(Не)Мой(Не)Моя (страница 8)
– Здравствуйте, Роберт, – меня встретил дворецкий в ливрее. Мне захотелось снять обувь или как минимум надеть бахилы, настолько все сверкало. Но это не принято у «старых денег».
– Прошу, – распахнул дверь. – Агата Владиславовна ждет вас в салоне для чаепития.
Я шла за прямой спиной пожилого Роберта и пыталась предположить, зачем я понадобилась свекрови. Неужели уже знает? Сомневаюсь, что Мир первым делом к мамке под юбку побежал. Скорее уж под другую юбку заглянул.
– Здравствуй, Яна, – свекровь осмотрела меня критическим взглядом. Я приехала после работы, а там я придерживалась исключительно делового стиля. – Ну, рассказывай, почему ты бросила моего сына.

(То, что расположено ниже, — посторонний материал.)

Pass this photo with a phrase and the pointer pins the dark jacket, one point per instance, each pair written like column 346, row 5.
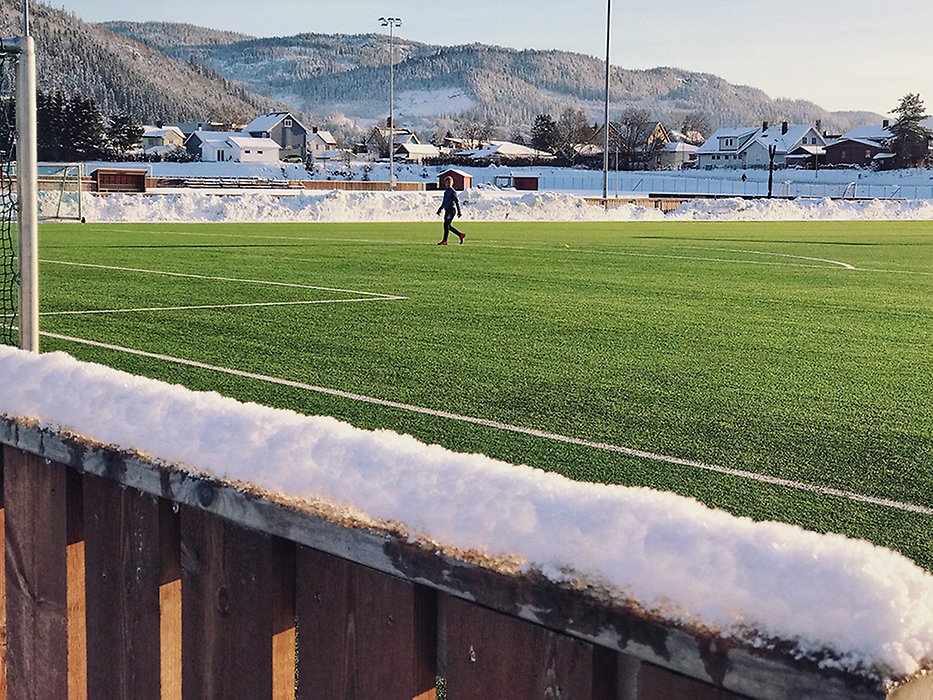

У меня глаза на лоб полезли. О чем она?!
– Я не совсем понимаю, Агата Владиславовна, – даже не присела, потому что свекровь не предложила. Чувствовала себя, как школьница, которую отчитывал строгий директор. Но мне не настолько было это важно, чтобы плюнуть на этикет и развалиться в кресле. Если честно, мать Мирослава вызывала у меня жалость, как бы это ни казалось парадоксальным. Она очень богата, могла позволить себе практически все с самого рождения, даже ее муж, отец Мира, взял фамилию жены, потому что Нагорные в этом городе – главная сила. Но… Агата Владиславовна одинока, и не факт, что счастлива. Я чувствовала, что внуков она любила, но по-своему, поэтому и они к ней не особо тянулись. Мой Рома уж точно бабушку Лену обожал, а к бабе Агате ездил только ради собак. Ну вот так… Я только разводила руками: заставить любить невозможно.
– Присаживайся, в ногах правды нет, – и повернулась к горничной, дежурившей тут же. – Чай и пирожные подай, – и снова перевела острый взгляд на меня. – Почему ты не сопровождала моего сына на вечере у Святослава? Ты была больна? Или Роман? Может, при смерти? Больше причин, оправдывающих твое безрассудство, не вижу.
– Нет, я здорова. Рома тоже. А не пошла потому, что не захотела.
Агата Владиславовна нарочито громко ахнула.
– Ты хоть понимаешь, что своими руками преподнесла моего сына этой актрисульке?!
Я взяла чай и взглянула на свекровь, пытаясь понять, зачем мы ведем этот разговор.
– Агата Владиславовна, давайте наконец поговорим откровенно: вы ведь никогда не любили меня, а наш брак с Мирославом считали мезальянсом. Что изменилось?
– Так я и Полянскую не любила! – воскликнула она. – Я вообще женщин моего сына никогда не жаловала, и что?!
Я рассмеялась. Вот это откровенность! Чего-то подобного я ожидала. Повезло еще, что Мир не маменькин сынок, иначе худо было бы нам всем с первого взгляда.
– Агата Владиславовна, мы с Миром расстались. Да, я взяла сына и ушла из дома.
– Неужели не будешь бороться за мужа? – сощурила глаза, такие же серые, как у единственного сына.
– За что? – не сдержала горечи. – Мирослав любит ее. У вашего сына появился шанс быть абсолютно счастливым с по-настоящему любимой женщиной. И это не я…
– Какой бред! – фыркнула свекровь. – Думай о себе, девочка, и о своем счастье. Ты не борешься, ты отходишь в сторону!
– Я думаю, Агата Владиславовна, и больше не хочу быть пластырем. Я хочу быть единственной!
Именно об этом я думала глубоким вечером, сидя на низком широком подоконнике. Рому уже уложила, налила бокал красного полусухого и смотрела на реку. Дождь мелко накрапывал, машины с бешеной скоростью улетали вдаль, на противоположном берегу темнели здания старой мануфактуры из красного кирпича.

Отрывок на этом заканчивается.